Interview by Fellow Warrior

Recently, I was contacted by a fellow Warrior (handle: Toniy) who asked me if I would mind being interviewed about my online business. I agreed to take part and I thought it might also benefit my blog readers, so the transcript is below. I hope you enjoy reading it.

1. Can you please state your name – Will Edwards

2. How would you describe yourself, briefly?

Founder of White Dove Books, I am first and foremost, a writer. In fact, I started White Dove Books primarily as an outlet for my own writing. Once I realised that selling on the web involved much more than writing a book – no matter how good it was – and then putting up a sales page, my diversion into internet marketing began. It has been an interesting 6 years and I think I am now a competent marketer, but I still think of myself as a writer.

3. How long have you been in the business?

Well, I started White Dove Books in 2003. For the first year or so, it was just a bit of a hobby. I really began in earnest after that first year, so I would say that I have been seriously involved in internet marketing for about 6 years now.

4. Where does your primary income stem from?

My primary income comes from the White Dove Books site, although I have about a dozen or so other sites. The main income streams are my own products that I sell through ClickBank, and I also generate revenue thorugh Google’s Adsense program.

5. What other income streams do you have, if any?

At present, Clickbank and Adsense are my main sources of income, however, I intend to address selling my books through Amazon. I have just published my first book to the Kindle platform and I think it looks very promising for the future.

6. What made you want to get into Online Business?

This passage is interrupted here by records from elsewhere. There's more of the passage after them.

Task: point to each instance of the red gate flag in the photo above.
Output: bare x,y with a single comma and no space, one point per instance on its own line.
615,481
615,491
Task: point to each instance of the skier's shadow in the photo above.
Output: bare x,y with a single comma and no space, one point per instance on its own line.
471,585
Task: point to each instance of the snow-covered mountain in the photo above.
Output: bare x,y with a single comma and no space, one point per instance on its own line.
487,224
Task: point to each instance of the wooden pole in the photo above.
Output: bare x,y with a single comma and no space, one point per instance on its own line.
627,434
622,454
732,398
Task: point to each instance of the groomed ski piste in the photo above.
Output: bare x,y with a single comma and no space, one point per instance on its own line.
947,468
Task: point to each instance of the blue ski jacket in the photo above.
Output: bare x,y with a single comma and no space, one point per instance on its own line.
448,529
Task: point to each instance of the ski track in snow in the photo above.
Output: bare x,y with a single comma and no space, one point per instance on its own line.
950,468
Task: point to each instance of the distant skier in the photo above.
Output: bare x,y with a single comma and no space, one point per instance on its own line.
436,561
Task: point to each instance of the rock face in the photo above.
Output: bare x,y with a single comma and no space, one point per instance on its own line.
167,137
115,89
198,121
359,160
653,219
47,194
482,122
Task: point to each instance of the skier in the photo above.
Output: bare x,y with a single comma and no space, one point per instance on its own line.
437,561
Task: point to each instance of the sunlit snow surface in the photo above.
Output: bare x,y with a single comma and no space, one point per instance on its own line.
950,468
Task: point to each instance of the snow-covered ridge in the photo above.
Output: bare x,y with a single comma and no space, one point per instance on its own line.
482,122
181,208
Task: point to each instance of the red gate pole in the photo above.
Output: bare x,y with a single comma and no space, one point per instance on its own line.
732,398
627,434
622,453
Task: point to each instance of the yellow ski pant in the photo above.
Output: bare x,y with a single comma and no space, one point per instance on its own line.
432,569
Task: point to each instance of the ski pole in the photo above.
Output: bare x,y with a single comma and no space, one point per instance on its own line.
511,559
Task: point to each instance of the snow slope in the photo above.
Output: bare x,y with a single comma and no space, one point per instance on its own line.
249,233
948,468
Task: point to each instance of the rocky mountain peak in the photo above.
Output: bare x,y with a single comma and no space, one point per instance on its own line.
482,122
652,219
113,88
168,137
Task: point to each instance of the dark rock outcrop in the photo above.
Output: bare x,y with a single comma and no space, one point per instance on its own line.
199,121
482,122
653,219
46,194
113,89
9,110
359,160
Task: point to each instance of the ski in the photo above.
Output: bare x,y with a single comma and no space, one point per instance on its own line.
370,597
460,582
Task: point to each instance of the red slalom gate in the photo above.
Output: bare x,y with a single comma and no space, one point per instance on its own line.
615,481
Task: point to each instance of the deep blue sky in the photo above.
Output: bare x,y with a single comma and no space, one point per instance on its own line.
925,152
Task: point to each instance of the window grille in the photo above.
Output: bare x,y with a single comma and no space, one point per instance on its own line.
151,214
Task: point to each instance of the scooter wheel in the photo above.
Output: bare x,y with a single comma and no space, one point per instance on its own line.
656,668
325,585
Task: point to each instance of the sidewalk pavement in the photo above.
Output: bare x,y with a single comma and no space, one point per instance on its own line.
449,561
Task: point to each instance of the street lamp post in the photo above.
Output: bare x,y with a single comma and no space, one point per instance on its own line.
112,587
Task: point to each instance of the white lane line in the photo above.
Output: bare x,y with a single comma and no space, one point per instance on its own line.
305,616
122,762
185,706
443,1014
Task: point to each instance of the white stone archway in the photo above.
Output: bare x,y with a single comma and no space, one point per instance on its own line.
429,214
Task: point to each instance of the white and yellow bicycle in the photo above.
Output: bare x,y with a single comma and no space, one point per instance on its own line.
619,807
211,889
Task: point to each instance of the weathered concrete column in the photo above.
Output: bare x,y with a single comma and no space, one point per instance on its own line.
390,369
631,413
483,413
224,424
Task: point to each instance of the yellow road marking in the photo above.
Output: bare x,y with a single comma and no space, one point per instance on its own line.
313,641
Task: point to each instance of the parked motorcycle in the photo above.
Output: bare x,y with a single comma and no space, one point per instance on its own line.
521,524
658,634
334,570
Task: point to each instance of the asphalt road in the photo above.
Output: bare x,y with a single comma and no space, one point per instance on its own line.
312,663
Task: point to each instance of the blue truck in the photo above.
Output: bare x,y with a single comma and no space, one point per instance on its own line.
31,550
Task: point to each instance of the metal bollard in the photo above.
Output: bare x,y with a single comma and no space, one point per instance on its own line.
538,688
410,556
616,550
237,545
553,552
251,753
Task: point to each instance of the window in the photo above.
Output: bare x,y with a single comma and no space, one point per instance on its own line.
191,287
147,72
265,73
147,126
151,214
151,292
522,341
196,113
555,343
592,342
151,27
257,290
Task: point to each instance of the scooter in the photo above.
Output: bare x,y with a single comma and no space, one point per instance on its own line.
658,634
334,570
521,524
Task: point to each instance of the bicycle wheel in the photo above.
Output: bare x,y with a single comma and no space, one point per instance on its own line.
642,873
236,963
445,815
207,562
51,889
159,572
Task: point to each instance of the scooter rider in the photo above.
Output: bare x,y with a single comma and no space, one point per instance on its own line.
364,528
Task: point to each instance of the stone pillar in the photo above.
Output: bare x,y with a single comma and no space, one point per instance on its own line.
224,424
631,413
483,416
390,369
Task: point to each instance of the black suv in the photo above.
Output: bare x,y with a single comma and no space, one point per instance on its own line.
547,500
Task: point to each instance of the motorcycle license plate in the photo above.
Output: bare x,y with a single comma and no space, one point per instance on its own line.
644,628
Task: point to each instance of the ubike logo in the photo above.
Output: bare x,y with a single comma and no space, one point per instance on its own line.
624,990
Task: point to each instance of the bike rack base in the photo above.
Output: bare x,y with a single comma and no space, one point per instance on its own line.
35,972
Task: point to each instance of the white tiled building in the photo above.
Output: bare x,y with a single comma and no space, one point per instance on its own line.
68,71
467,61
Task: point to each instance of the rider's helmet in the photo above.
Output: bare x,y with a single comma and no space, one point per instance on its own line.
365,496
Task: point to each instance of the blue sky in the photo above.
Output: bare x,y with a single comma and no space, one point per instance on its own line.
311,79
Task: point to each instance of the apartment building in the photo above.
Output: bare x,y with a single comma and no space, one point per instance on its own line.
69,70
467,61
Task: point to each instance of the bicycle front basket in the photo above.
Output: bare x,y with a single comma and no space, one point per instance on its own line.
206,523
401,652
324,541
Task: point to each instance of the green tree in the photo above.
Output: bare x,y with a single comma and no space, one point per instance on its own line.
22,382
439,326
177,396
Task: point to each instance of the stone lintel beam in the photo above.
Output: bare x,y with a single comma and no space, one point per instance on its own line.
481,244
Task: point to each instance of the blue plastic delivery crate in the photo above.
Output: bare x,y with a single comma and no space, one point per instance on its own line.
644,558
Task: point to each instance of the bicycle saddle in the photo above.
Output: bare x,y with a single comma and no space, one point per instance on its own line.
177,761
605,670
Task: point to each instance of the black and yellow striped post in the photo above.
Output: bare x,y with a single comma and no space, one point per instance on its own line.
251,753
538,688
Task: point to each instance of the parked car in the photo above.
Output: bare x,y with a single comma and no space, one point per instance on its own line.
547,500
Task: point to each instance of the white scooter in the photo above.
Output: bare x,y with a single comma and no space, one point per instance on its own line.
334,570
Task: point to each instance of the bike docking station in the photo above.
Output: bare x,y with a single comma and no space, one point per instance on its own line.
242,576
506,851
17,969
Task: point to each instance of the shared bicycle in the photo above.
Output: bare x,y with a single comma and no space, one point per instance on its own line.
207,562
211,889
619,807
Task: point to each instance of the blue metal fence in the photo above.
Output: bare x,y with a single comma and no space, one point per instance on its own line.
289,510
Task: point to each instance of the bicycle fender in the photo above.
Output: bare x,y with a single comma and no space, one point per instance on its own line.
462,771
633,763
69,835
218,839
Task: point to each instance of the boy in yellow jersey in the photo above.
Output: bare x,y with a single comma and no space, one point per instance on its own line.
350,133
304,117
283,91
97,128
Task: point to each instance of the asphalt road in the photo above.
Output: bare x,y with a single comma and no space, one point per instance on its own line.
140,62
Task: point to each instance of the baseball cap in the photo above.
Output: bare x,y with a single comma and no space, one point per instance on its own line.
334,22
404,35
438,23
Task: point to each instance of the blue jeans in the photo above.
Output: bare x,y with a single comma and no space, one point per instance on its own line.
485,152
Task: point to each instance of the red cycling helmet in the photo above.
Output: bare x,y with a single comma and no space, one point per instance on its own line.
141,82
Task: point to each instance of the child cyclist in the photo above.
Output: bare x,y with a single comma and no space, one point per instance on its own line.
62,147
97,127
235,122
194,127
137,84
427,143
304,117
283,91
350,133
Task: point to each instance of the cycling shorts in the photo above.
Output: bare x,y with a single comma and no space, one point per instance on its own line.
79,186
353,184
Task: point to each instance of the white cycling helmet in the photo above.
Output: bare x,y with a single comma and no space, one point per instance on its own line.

From the moment I realised that it was not only possible to make money online, but also that it was very doable, I saw that it represented the means by which I would be able to reach my goals. I realised that I would not only become financially independent – my first goal – but there would be absolutely no reason that I should not become wealthy.

Don’t get me wrong: I am not completely driven by the business of making money, but nevertheless, it is important to be able to attend to your physiological needs before you can begin to address your higher purpose. These past 6 years, I have been dedicated to building a consistent and reliable passive income in order that I would be able to move on to greater things.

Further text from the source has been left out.